Toda a exigência acerca da necessidade de fundamentação do tratamento dos dados se aplica às informações cadastrais do colaborador junto ao departamento de RH. Sabe-se que ao contratar o funcionário será necessária a alimentação do sistema do E-Social com dados como nome completo, data de nascimento, raça/cor, escolaridade e endereço residencial. Dentre estes, vê-se que o elemento referente à raça e etnia constitui dado sensível, não devendo ser, via de regra, dado requerido nas etapas iniciais de captação de currículos, mas apenas quando da necessidade de preenchimento do sistema por ocasião da admissão, com base no art. 11º, II, “a” da LGPD.

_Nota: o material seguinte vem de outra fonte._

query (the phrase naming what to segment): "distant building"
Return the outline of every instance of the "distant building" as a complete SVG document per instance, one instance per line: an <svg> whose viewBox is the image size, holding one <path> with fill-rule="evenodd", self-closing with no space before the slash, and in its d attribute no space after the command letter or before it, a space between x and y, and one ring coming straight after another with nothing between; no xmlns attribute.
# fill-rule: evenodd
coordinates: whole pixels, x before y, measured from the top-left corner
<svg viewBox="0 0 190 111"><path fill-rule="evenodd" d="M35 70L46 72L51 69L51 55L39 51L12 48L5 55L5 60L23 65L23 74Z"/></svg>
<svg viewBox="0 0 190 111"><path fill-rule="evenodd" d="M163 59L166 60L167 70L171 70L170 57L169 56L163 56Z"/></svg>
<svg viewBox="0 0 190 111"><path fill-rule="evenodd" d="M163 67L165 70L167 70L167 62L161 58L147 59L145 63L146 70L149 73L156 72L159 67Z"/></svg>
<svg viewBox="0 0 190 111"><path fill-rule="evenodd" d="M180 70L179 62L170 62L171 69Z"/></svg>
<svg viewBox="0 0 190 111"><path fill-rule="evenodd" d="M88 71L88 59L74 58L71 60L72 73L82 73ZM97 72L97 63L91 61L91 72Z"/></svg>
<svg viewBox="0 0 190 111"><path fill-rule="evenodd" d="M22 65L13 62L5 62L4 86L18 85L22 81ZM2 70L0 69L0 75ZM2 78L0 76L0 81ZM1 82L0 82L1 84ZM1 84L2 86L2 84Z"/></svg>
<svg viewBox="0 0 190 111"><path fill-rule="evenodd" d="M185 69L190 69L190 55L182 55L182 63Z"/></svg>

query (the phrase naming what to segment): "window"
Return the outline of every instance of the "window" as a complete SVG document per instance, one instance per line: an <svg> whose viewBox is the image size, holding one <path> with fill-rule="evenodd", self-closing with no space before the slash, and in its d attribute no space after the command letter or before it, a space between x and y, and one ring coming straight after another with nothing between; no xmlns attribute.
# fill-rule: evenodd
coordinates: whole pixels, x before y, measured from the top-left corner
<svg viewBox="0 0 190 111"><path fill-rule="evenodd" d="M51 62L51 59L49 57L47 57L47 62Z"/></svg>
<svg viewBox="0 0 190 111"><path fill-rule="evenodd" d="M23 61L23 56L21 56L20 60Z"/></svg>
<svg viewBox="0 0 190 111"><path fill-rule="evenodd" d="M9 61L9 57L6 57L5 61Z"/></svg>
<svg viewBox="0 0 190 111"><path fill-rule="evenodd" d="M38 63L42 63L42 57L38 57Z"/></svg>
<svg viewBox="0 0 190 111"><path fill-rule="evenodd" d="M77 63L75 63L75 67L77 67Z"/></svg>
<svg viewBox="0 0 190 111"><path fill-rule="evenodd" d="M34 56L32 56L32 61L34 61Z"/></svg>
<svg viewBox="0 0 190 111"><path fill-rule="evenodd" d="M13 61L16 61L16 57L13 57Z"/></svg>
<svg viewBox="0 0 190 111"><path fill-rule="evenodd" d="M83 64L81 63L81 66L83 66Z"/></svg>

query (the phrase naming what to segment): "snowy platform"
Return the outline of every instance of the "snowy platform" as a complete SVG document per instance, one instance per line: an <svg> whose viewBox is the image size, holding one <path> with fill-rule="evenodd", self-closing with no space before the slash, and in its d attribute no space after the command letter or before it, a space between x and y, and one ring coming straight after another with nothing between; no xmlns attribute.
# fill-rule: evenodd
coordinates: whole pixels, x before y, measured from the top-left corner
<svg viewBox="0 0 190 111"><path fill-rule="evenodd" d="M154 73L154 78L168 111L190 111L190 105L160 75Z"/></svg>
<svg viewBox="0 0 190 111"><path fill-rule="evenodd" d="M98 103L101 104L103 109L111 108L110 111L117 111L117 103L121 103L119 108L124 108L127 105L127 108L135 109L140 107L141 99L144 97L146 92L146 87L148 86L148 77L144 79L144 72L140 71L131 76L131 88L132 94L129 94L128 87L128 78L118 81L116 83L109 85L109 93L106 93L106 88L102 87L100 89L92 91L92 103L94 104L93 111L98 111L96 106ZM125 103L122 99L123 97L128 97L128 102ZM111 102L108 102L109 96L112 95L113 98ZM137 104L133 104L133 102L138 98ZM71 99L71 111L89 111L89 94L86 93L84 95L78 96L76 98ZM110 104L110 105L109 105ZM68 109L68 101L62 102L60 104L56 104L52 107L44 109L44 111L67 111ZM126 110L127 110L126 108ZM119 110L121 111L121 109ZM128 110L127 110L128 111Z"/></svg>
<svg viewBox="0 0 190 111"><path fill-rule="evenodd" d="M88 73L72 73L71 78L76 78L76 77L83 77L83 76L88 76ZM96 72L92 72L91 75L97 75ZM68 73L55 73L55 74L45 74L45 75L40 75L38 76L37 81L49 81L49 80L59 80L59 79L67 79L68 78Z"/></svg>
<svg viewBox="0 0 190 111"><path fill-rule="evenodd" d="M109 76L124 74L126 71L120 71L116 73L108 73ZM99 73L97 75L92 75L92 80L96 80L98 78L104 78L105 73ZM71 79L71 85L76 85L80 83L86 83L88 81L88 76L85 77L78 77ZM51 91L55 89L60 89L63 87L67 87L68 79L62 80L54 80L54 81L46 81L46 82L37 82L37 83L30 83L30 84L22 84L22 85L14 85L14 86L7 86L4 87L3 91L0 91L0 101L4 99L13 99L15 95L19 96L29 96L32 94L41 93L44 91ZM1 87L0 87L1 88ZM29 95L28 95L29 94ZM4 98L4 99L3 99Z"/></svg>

Diz-se “via de regra”, porque se tratando de oportunidade destinada ao preenchimento de vaga afirmativa, tais dados podem ser requeridos na fase do recrutamento, isto é, ainda antes de efetivação do candidato aprovado. Uma dúvida muito comum acerca que qual base legal ampararia este tratamento pode ser respondida através de uma análise sistemática legal, constitucional e de tratados internacionais. Neste sentido, uma vez que tais vagas se destinam à reparação destinada a grupos historicamente subalternizados, vê-se que implantá-las, é atender ao princípio da igualdade material, constitucionalmente tutelado. Nota-se, também, que por constituírem elemento de discriminação positiva, em nada se conflitam com as finalidades discriminatórias vedadas pela LGPD, qualificadas como aquelas que possuam vieses “discriminatórios ilícitos ou abusivos” (Art. 6º, inciso IX).
Não se pode, ainda, deixar de mencionar o Decreto 9.571/2018, que estabelece as diretrizes nacionais sobre empresas e direitos humanos, incentivando a responsabilidade social por parte dos empregadores e do Estado, a fim de amortizar desigualdades históricas por meio de ações afirmativas, como as vagas em questão. Ampara, também, a questão a Convenção Interamericana contra o Racismo, a Discriminação Racial e Formas Conexas de Intolerância, da qual o Brasil é signatário. Notando que os instrumentos citados possuem força normativa, é possível vincular este tratamento de dados sensíveis à base elencada no art. 11, II, a) da LGPD: “nas hipóteses em que for indispensável para cumprimento de obrigação legal ou regulatória pelo controlador;”.
Não é demais lembrar que devido ao conflito com a base principiológica do direito do trabalho, marcada pela subordinação jurídica e pela hipossuficiência do trabalhador, a utilização da base legal do consentimento, residual por si só, é ainda mais excepcional em relações laborais. Assim, um equívoco muito comum das empresas é requerer dados sensíveis com base no consentimento, o que, na maioria dos casos não se ampara segundo a doutrina. Deste modo, a corrente majoritária defende que a hipossuficiência do candidato, que precisa se alocar no mercado de trabalho, faz com que este forneça um consentimento viciado, e não “livre” e “inequívoco” como exige o art. 5º, XII, da LGPD.
Todo o exposto deve ser concebido à luz do princípio da não discriminação, previsto no art. 6º, IX, da LGPD, bem como das garantias constitucionais da não discriminação e acesso ao emprego, e das obrigações assumidas pelo Brasil internacionalmente. Em especial a Convenção 111 da OIT “Discriminação em Matéria de Emprego e Ocupação”, orientações em normativas emitidas pela entidade que inserem a Igualdade de oportunidades e não discriminação como elementos centrais da Agenda do Trabalho Decente.